Charities for Trinity 2006
Barretstown Gang Camp
The charity runs a specialised camp for children with life-threatening cancer or other serious diseases. The children (aged 7-17) come from all over Europe for 10 day sessions and can do activities such as canoeing, horse riding, climbing and fishing, and enjoy a childhood that may have been denied to them because of their illnesses. They leave the camp at the end of the session confident and without the 'sick-child' tag that they are forced to carry.
ACE Centre
The ACE Centre is a small charity based in Oxford, specialising in the field of communication aids and assistive technologies for children with severe disabilities. The children helped have many types of physical and communication disabilities, resulting from cerebral palsy, autism, head injury, and muscular conditions. ACE Centre therapists and technologists help the children's ability to communicate using new technology and computers, and can even give them a voice with a special 'speech device' all tailored to their individual needs.
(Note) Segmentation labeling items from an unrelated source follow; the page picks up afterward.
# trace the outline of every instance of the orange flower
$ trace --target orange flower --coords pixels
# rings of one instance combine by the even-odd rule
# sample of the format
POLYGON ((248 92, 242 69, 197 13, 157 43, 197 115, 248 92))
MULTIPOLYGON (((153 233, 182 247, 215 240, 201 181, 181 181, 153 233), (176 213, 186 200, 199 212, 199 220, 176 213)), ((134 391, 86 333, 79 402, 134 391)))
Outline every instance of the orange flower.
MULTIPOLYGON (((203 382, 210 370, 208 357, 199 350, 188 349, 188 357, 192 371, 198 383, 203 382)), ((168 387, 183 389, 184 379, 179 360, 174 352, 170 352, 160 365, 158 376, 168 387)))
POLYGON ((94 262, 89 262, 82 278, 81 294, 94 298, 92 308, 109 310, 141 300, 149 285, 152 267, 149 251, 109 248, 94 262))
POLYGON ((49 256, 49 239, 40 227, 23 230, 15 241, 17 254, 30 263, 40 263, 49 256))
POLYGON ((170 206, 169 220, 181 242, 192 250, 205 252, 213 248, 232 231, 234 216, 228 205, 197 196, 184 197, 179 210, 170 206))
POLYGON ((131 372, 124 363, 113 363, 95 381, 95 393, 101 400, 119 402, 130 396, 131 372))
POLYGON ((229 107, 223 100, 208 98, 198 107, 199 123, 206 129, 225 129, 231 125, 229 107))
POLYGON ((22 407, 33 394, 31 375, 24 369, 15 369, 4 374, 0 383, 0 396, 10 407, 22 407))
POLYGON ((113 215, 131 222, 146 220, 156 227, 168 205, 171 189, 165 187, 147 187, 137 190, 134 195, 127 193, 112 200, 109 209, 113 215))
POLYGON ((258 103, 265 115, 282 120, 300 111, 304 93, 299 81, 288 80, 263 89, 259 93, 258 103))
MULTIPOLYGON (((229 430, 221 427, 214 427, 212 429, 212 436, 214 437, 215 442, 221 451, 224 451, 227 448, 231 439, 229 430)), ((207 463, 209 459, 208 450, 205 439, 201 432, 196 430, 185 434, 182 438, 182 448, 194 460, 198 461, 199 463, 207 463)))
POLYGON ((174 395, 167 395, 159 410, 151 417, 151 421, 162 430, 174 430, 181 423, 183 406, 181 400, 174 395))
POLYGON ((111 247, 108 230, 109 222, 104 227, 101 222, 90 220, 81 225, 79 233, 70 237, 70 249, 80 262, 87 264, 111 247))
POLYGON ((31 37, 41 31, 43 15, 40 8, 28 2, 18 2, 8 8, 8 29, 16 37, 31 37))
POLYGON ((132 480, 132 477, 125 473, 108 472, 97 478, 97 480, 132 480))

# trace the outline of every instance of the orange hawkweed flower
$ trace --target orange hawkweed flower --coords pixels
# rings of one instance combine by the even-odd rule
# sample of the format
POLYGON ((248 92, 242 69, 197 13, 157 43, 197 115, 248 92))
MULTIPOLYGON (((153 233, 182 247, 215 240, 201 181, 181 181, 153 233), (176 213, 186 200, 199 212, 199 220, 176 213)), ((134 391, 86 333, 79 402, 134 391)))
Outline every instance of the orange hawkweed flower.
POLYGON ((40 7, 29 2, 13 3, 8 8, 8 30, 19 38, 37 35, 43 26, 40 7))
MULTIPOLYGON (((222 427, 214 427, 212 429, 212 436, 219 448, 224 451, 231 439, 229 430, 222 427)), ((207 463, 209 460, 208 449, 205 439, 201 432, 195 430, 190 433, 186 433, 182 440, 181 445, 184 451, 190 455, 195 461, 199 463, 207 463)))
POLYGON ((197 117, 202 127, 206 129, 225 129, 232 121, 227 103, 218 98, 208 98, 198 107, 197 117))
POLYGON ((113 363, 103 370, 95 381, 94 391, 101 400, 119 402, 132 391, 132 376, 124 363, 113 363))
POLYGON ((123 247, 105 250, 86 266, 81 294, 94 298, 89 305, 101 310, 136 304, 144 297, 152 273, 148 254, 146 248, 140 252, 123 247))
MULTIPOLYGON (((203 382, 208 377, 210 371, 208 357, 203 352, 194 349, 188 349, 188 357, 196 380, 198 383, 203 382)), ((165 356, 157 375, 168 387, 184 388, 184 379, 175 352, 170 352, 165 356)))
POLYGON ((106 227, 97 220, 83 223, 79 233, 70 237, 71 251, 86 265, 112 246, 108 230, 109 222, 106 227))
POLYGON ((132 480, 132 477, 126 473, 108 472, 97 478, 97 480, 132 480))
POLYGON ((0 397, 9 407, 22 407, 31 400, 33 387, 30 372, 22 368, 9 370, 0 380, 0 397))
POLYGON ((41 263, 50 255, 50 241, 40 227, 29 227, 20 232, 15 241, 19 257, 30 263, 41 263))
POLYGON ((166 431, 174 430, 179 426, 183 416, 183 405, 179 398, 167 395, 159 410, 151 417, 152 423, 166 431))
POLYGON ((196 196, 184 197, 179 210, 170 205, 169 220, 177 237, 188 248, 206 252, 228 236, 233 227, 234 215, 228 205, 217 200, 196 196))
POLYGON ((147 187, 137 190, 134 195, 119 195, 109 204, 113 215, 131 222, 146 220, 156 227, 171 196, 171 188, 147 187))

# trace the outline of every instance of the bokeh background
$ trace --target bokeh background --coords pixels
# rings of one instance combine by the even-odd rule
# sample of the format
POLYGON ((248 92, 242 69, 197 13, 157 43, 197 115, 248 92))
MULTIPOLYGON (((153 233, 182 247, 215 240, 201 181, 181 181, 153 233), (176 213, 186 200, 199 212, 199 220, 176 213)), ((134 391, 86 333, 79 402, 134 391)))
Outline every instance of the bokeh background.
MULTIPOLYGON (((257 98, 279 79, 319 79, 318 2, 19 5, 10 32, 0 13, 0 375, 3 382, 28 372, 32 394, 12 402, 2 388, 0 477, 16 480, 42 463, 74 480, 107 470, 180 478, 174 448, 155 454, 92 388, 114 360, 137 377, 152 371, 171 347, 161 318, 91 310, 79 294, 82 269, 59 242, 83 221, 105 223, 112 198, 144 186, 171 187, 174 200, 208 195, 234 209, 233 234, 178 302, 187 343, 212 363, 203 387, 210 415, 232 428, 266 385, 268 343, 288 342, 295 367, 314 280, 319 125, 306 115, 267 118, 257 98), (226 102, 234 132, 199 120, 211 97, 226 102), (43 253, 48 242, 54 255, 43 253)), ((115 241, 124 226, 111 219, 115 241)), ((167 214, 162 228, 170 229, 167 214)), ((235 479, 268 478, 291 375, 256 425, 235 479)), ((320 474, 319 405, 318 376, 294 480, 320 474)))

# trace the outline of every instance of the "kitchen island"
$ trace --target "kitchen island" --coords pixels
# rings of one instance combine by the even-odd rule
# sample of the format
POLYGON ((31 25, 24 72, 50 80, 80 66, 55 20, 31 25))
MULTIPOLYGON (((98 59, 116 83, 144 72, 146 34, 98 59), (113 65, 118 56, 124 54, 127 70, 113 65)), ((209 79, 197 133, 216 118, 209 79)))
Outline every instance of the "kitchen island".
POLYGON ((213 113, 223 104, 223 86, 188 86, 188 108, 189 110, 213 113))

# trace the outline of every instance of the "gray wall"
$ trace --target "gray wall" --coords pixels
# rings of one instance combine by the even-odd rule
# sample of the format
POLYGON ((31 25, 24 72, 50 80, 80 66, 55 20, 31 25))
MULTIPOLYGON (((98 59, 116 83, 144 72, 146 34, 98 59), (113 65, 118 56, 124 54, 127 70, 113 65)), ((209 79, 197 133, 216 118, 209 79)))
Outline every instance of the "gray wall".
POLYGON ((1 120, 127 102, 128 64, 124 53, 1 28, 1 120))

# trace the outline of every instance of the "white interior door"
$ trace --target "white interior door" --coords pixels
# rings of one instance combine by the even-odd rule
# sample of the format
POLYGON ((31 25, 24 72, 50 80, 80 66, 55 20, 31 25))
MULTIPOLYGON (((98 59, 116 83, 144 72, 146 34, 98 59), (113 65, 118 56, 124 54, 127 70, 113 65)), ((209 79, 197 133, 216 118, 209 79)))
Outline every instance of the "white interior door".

Our wide range of work also includes developing specialist books for children whose only means of communication is their eyes, and eye gaze technology, which allows those unable to use a keyboard, to operate a computer using their eyes alone.
Practical Action
Practical Action develop simple sustainable technology for use in the developing world, e.g. smokeless stoves, kitchen grinders and general to make people's lives easier and safer in poor countries. This they believe is the key to world development and eradication of poverty, advocating a grassroots approach to development.
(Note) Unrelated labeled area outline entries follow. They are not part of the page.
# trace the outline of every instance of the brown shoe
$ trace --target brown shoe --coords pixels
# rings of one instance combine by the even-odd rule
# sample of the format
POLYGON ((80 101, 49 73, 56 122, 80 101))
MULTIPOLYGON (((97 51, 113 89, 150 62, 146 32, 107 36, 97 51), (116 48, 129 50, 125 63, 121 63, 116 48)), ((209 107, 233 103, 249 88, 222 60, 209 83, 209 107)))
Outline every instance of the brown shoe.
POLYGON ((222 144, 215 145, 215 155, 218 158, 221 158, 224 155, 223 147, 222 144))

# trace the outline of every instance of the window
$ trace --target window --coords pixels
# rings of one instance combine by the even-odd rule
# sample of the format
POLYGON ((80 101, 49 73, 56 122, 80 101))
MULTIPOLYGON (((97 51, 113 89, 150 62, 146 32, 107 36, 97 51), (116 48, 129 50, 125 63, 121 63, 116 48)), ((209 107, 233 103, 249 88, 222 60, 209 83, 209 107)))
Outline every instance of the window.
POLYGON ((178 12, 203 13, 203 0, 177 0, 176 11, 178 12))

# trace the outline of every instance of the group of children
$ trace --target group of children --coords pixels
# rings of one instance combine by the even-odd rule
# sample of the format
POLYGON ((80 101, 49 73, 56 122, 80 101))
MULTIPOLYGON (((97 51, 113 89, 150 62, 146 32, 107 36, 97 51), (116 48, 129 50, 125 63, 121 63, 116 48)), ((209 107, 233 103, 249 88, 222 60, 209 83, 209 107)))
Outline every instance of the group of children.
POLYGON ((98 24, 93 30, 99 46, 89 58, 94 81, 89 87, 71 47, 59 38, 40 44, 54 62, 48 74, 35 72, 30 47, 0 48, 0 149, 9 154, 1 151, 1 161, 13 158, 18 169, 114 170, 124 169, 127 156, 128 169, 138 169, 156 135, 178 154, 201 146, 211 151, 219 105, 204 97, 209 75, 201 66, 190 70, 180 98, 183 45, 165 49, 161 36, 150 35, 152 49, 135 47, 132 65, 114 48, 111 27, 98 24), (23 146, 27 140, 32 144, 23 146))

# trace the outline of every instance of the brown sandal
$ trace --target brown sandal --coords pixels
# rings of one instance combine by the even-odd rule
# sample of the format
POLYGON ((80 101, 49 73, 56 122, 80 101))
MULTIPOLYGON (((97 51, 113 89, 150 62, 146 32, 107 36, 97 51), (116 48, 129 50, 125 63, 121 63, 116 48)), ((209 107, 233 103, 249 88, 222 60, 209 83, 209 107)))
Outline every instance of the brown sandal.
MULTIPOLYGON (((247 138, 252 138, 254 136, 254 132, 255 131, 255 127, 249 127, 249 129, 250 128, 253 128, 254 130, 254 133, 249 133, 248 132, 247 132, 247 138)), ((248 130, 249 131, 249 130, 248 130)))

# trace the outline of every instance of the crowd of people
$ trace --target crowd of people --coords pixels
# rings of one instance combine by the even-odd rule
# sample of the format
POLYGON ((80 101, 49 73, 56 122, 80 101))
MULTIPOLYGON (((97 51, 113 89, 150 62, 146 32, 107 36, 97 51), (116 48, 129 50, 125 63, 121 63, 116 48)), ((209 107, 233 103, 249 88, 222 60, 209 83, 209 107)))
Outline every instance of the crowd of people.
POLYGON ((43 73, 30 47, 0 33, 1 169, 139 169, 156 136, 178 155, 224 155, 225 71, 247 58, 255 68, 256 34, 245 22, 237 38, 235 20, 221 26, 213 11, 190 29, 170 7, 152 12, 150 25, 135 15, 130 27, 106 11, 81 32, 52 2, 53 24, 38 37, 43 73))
Students Supporting Street Kids
Students Supporting Street Kids (SSSK) aims to raise awareness among students about the issues affecting street children, and to raise money for 5 projects that work with and for children in difficult circumstances. Established in five branches in British universities, it is committed to financial support of five NGOs
People and Planet
People & Planet is the largest network of students in the UK campaigning on urgent social and environmental issues, including fairtrade, climate change and HIV/AIDS. Our aim is to empower and educate students to take positive action by offering training and support, and in developing hard-hitting campaigns. Our emphasis on student-led campaigning for change has proven to be an effective and successful way of achieving long term and sustainable global justice. For example, thanks largely to students campaigning in 2005, the G8 leaders committed in July to Universal access to AIDS treatment for all by 2010. The World Health Organisation calculates that this promise, if kept, could save 7 to 10 million lives. People & Planet is campaigning hard to make them keep their promise.